Die romantischen Subjekte des doppelten deutschen Wahntraums wurden der ,Vereinigung"
geopfert.
Es
hätte der deutsche Film des Jahrzehnts werden können. Denn wo sich
etwas mit den Mitteln des Diskurses nicht erfassen lässt, da hilft, im
Allgemeinen, nur die Kunst. Der Drehbuchautor Wolfgang Kohlhaase mit einem ostdeutschen,
der Regisseur Volker Schlöndorff mit einem westdeutschen Hintergrund taten
sich zusammen, um diese Geschichte zu erzählen. Eine Matrix ist dabei das
Leben der Inge Viett, an das sich der Film nicht allzu sehr, wie die Autoren
meinen, und viel zu sehr (und auf falsche Weise) hält, wie es Inge Viett
meint.
Bevor
man in Die
Stille nach dem Schuss
einiges vom Besten zu sehen bekommt, was der deutsche Film derzeit zu leisten
imstande ist, muss man etwa eine halbe Stunde durchstehen, die zum Schlechten
gehört, was er sich leistet. In diesem ersten Teil geht es um die terroristische
back
story
der Heldin. Von den „heiteren Jahren" spricht die Off-Ich-Erzählerin
Rita Vogt am Anfang, und da haben wir auch schon einen Banküberfall gesehen,
der wie ein großer Spaß abläuft. Gleich darauf gerät Rita
an den DDR-Agenten Erwin, der ihr gelassen freies Geleit durch die DDR gewährt,
wenn er nur über die Aktionen der Gruppe informiert wird. Rita befreit
ihren Freund Andi zusammen mit Friederike und Klatte aus dem Knast, und dabei
geht die heitere Unschuld verloren. Es fließt Blut, der Anwalt wird getötet,
als er die Flucht verhindern will. Die vier fliehen nach Ostberlin, wo Erwin
„Erlebnis schafft", um „Vertrauen aufzubauen": Man grillt Bratwürste.
Erster, bizarrer Kurzschluss zwischen der schwarzen Romantik der Terroristen
und den Kleinbürgerwelten der DDR, in denen der romantische Traum begraben
wurde. Weiter führen Flucht und Verschwörung nach Beirut und Paris.

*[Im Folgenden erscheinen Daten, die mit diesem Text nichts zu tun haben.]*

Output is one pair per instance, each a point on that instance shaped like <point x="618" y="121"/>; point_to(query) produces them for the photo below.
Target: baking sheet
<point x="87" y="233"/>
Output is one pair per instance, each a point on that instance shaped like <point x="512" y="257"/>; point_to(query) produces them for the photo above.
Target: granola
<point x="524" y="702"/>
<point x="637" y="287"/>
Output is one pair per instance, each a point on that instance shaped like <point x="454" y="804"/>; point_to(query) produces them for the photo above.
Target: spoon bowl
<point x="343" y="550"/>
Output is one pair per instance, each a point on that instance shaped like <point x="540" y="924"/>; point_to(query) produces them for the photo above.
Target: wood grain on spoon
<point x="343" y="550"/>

Das scheint der rechte Ort, um politische Selbstzweifel fortzudiskutieren, nicht
aber die Liebesspannungen in der Gruppe. Rita erschießt bei einer Kontrolle
einen Polizisten.
Das
alles ist in einem merkwürdigen Gestus gehalten, die Terroristen sprechen,
als rezitierten sie eigene Flugblätter, ihre Welt ist auf eine Addition
von Zeichen reduziert. Eine lange Kamerafahrt ist dafür typisch. Sie beginnt
als Parallelfahrt aus einem Bus über die deutsch-deutsche Grenze: Intershop-Laden,
Wachpolizisten, Checkpoint, Mauer, und sie geht über in eine Fahrt an einer
Zimmerwand entlang: das Bild eines Italowestern, ein Zeitungsausriss, der die
Ermordung Benno Ohnesorgs zeigt, Jimi Hendrix, ein Marx-Gipskopf, eine Ton-Steine-Scherben-Platte,
Che Guevara, eine Haschischpfeife, Ho Ci Minh, Flugblätter, ein Kriminalroman
- dazu Street
Fighting Man
von den Stones. Die Bewegung endet bei einer Hand, die Kugeln in eine Pistole
lädt. Erklärt uns eine solche Zeichenaddition (wir schreiten sie ab,
wie wir die Exponate in einem Museum oder Beweisstücke auf einem Gerichtstisch
wahrnehmen) wirklich etwas von der Kultur des Untergrunds? Ist das noch Erklärung
oder schon Klischee? Oder erzählt eine solche Einstellung auch von einer
semiotischen Distanzierung: In dieser Phase dringt niemand durch die Worte,
Gesten und Zeichen zu den Menschen vor.
Rita
Vogt findet Unterschlupf in der DDR. Jetzt beginnt ein ganz anderer Film. Auf
eine Geschichte im Zeige- und Zeichengestus folgt eine der Einfühlung und
Zärtlichkeit. Rita bekommt einen neuen Namen und eine Arbeitsstelle im
VEB-Modedruck. Dort freundet sie sich mit der alkoholkranken
Tatjana
an, die von ihren Kollegen gemobbt wird. So wie Rita in die DDR gekommen ist,
so möchte Tatjana raus (ein bisschen muss auch sie, um das zu begründen,
politischen Kitsch reden), aber sie ist dazu schon viel zu kaputt. Solidarität
und Freundschaft, vielleicht Liebe, vielleicht aber auch ein Kampf um ein Leben,
nicht mehr gegen die Täter, sondern für ein Opfer: Wir sehen, wie
aus einer Figur ein Mensch wird. Und der Film lässt sich für diese
Geschichte viel Zeit.
„Ihr
wisst nicht, was ihr verliert!"
Die
Legende endet, als Rita in einem Fernsehbericht erkannt wird. Sie bekommt eine
dritte Identität, fährt als Kinderbetreuerin an die See, wo sie sich
in den Bademeister verliebt, der in Wirklichkeit ein Physiker ist, der von einer
großen Zukunft in der UdSSR träumt. Die Hoffnung auf das bürgerliche
Glück ist dahin, als Rita dem Geliebten die eigene Identität enthüllt.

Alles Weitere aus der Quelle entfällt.